Why would we presume that every shot, Buck, is going to have the same effect when we’re talking about shot eight or nine as opposed to shot one? The efficacy of these vaccines over time — when your body is loaded down with them — it seems quite straightforward and logical to ask, “Is it going to continue to provoke the same response?”
BUCK: And I do think it’s so important to look at the recent past as a means of trying to understand the present that we’re in. Again, this is now numerous cities talking about shutting down schools. An article in the New York Times — which is commie but there’s some smart people, they’re just smart commies who work there and they’re writing about the damage to children, the deep psychological damage, the huge…

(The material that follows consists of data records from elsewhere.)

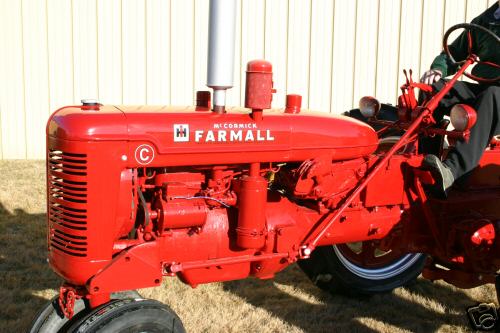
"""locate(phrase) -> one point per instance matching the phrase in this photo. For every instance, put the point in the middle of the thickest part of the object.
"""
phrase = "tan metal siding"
(332, 52)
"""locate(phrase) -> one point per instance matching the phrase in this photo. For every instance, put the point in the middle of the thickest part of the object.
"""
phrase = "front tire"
(131, 316)
(337, 269)
(51, 320)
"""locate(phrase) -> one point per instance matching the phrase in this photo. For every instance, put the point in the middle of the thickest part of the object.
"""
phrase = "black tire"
(131, 316)
(51, 320)
(328, 269)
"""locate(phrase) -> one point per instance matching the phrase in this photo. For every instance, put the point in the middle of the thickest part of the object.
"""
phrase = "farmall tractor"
(209, 193)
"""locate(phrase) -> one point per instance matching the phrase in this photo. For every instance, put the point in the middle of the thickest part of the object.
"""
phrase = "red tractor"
(209, 193)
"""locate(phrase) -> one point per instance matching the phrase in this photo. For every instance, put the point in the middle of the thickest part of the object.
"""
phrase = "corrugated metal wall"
(55, 52)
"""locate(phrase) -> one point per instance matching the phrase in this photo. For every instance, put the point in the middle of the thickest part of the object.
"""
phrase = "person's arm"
(442, 66)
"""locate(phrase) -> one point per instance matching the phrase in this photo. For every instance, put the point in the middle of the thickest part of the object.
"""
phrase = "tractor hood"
(194, 135)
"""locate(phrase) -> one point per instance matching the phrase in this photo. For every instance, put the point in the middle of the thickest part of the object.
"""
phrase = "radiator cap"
(90, 102)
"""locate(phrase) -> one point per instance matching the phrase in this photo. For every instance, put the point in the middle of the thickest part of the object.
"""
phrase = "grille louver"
(67, 184)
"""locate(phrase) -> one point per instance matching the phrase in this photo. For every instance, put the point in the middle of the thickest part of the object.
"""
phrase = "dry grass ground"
(289, 303)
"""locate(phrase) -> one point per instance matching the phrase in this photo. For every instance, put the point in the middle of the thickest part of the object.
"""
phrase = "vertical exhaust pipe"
(221, 42)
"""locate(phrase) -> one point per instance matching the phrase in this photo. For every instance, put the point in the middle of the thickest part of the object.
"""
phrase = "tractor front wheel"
(129, 315)
(361, 268)
(51, 320)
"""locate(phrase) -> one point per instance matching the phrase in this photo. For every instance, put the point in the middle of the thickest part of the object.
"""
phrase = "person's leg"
(466, 155)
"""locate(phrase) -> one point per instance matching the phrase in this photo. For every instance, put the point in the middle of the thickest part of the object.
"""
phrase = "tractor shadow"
(26, 280)
(420, 307)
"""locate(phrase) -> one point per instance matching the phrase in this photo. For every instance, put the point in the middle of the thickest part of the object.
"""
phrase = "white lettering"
(221, 136)
(210, 136)
(236, 136)
(198, 135)
(249, 136)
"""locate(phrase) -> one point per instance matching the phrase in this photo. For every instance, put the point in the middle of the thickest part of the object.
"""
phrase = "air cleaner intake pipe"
(221, 41)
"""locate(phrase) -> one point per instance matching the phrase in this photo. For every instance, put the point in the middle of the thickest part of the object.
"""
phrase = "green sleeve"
(459, 51)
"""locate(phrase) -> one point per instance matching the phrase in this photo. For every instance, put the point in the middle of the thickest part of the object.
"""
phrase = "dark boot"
(442, 175)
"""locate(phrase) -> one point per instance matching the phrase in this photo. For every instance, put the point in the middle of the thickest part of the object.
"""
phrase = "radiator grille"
(67, 195)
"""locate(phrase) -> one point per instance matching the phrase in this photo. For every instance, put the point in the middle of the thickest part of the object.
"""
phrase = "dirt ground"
(289, 303)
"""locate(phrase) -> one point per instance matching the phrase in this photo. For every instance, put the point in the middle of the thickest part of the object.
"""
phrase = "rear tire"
(131, 316)
(331, 270)
(51, 320)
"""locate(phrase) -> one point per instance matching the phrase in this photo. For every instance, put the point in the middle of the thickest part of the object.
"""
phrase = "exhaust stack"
(221, 41)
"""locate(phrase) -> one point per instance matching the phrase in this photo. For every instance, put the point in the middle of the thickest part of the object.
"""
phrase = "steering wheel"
(468, 27)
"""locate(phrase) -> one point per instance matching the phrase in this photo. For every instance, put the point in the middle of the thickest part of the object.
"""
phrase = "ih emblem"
(181, 132)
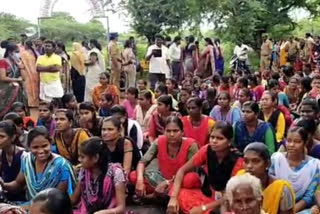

We know this is horrible. We know there’s a tremendous learning loss. We’re still having conversations now, though, about shutting down schools in some places. And I just remind people think about how the conversation has changed in the last 90 days, you don’t even hear the term. Note how it just faded away. They never took stock of it. Breakthrough case doesn’t exist anymore.
CLAY: That’s a good point.
BUCK: There’s no such thing as a breakthrough case because this is a breakthrough pandemic because the vaccines failed to stop the spread. You don’t even hear the words anymore, Clay. I wonder why.